It seems to me that no one has listened to these lyrics and/or pondered their relevance to life on Planet Earth since the turn of the century. Everyone just parrots them mindlessly. I will admit I have a near-compulsion to listen to every sentence ever publicly broadcast, break down the words to test their logic and then point out when said logic is flawed. This makes me very cranky about commercials and bad TV scripts, too. Not everyone is as crabby as me, nor as cynical, nor paying my form of obsessive attention.
But I have to admit…it’s the non-paying-attention that bothers me. Doesn’t it matter to some people what gets fed into their minds?
(Just parenthetically, I know about the Reason for the Season thing. I’m sorry, but I no longer subscribe to the literal Christian doctrine I was raised with. I don’t think God had to birth somebody and then kill him in order to welcome us back when we die—I think he welcomes us all back anyway and actually if we’re smart we probably shouldn’t get into that discussion, yeah? I do like the Winter Solstice celebration idea—a time of getting together and celebrating the fact that the days will get longer and the light will return, and also lighting up everything you can find to tell the darkness to fuck off because together we’re gonna beat it. That’s extra cool—especially since every culture since the beginning of time seems to have had it, and I think Christmas might have just gotten mutated from that. But that’s about the only meaning I can get into, and I don’t think there are many songs about that.)

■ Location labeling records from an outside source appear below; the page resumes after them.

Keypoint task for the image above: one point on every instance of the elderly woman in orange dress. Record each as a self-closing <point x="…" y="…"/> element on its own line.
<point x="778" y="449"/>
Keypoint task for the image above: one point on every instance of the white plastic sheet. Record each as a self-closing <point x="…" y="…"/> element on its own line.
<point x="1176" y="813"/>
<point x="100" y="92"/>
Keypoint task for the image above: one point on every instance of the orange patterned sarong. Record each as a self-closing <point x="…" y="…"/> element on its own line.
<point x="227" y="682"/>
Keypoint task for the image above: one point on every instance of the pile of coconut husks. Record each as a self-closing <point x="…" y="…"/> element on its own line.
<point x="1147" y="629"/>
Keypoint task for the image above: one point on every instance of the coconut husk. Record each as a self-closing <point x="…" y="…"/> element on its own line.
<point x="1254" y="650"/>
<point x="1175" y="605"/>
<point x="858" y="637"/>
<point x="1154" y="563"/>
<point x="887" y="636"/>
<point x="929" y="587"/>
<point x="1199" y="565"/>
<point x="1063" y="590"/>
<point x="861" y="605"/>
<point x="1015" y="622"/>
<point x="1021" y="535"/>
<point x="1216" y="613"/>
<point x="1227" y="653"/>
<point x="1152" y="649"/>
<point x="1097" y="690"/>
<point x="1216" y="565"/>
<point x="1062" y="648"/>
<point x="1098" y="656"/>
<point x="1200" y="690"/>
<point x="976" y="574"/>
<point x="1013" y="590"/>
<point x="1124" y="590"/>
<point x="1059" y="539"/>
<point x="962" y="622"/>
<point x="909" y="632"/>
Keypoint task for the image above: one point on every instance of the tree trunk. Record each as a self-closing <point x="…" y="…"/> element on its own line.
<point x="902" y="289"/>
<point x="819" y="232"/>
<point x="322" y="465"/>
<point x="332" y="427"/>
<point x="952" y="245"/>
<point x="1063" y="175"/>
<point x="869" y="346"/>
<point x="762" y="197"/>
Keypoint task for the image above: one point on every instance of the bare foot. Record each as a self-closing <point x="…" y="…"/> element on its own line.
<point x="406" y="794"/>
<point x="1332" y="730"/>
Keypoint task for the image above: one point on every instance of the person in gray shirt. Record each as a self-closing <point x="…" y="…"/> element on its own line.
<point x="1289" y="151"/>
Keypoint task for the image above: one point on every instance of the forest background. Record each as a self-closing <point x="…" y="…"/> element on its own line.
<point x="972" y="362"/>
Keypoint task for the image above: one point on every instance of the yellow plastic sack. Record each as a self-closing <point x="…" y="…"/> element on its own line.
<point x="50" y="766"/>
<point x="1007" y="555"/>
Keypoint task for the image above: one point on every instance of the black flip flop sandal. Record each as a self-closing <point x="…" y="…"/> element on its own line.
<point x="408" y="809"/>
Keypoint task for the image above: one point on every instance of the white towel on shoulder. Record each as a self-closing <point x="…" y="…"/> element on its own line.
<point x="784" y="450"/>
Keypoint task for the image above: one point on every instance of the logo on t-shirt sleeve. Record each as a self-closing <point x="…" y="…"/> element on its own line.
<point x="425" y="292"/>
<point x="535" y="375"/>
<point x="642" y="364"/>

Speaking of which, back to the music: the ONLY thing I like, which chills me out and makes me happy no matter how many times I hear it? The entire Vince Guaraldi “Merry Christmas Charlie Brown” soundtrack. Love it love it love it. The reasons why feel mostly gut-level, but if I were to break it down it might be because it’s not only original but it’s really original, sounds like nothing else. It’s tasteful and timeless. It’s calming. Not only that but the Peanuts strips practically raised me, so the soundtrack feels like home, AND it reminds me of a quirky, delightfully weird-ass cartoon world that has no problem including the realities of life during the holidays. Perhaps because of the perpetually depressed main character, it never once cluelessly demands that I enjoy myself because of a date on a calendar. It never implies that I’m a left-out freak for feeling that most days are kind of the same and that’s fine, that life becomes grand or small or tragic or miraculous when it chooses to, according to its own logic and own quiet little voice, and is neither bothered nor encouraged by our shrill attempts to make a certain month into a vending machine of magic.